The Society for Threatened Peoples (STP) has accused the Chinese authorities of deliberately keeping the Uyghur population from fasting during Ramadan and thereby violating the religious freedom of the Muslim minority. “Uyghurs who work for stately authorities are forced to sign a statement that they themselves and all their family members and friends will ignore the fasting rules of Ramadan. In some districts, Chinese party leaders are even supposed to check on Uyghur families to see whether they eat daytime meals,” reported Ulrich Delius, the STP’s China expert, in Göttingen on Friday. “Restaurants in the autonomous region of Xinjiang / East Turkestan, which is predominantly inhabited by Muslims, are forced to open and offer food, and there house searches – especially at night – to track down fast-breaking Uyghurs and to punish them. In the district of Qaraqash, students are forced to participate in political re-education courses, propaganda events, and sports competitions – even on Fridays, the Muslim holy day.”

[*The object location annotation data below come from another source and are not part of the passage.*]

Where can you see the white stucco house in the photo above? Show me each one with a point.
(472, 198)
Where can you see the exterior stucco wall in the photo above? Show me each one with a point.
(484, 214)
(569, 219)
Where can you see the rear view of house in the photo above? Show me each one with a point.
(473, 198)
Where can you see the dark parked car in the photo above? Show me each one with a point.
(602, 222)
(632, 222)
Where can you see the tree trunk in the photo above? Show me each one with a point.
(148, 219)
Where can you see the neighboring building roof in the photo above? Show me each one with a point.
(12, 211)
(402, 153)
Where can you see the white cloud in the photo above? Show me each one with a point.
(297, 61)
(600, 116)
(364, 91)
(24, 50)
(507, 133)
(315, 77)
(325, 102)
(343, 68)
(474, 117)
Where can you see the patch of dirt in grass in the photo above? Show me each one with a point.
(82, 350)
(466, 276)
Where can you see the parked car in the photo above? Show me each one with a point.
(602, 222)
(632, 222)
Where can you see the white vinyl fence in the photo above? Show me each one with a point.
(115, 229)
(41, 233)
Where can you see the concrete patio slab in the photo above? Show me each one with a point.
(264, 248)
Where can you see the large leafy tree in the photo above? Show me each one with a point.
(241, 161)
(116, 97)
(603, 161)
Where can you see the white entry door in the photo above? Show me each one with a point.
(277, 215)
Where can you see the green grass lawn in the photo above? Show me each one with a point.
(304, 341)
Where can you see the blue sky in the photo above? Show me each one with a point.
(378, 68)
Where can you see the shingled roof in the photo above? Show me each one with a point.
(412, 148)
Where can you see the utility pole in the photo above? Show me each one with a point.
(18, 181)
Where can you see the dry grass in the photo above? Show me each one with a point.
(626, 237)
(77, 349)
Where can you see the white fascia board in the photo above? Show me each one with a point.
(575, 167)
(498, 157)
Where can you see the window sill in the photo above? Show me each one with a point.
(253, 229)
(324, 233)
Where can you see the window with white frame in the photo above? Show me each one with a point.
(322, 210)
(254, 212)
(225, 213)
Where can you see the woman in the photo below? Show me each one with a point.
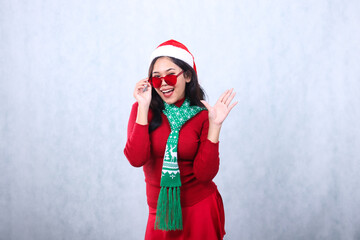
(176, 141)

According to the STP, the security authorities are particularly strict in Hotan region, where Uyghur families are systematically monitored by Chinese party officials. The party representatives stay with the Uyghurs for up to 14 days to indoctrinate them with the ideology of the Communist Party. They intimidate the Muslims and keep them from praying and fasting. In the run-up to Ramadan, loyal party representatives were recruited from other districts of East Turkestan in the scope of the state-initiated campaign “Together in Five Things”. In order to monitor the Muslims as closely as possible, the party representatives are supposed to work, eat and talk with the Uyghurs, and to stay at their places. In the region of Hotan, there have been many protests against China’s rule.

“In the previous years, there had been restrictions on the religious freedom of the Uyghurs during Ramadan as well – but the interfering measures have clearly increased in 2017,” Delius criticized. “There is a lot more pressure on civil servants. They are not only forced to ignore the religious demands of Ramadan, but to ensure that the people in their environment will do so as well.” This year, Ramadan is celebrated from May 26 to June 24.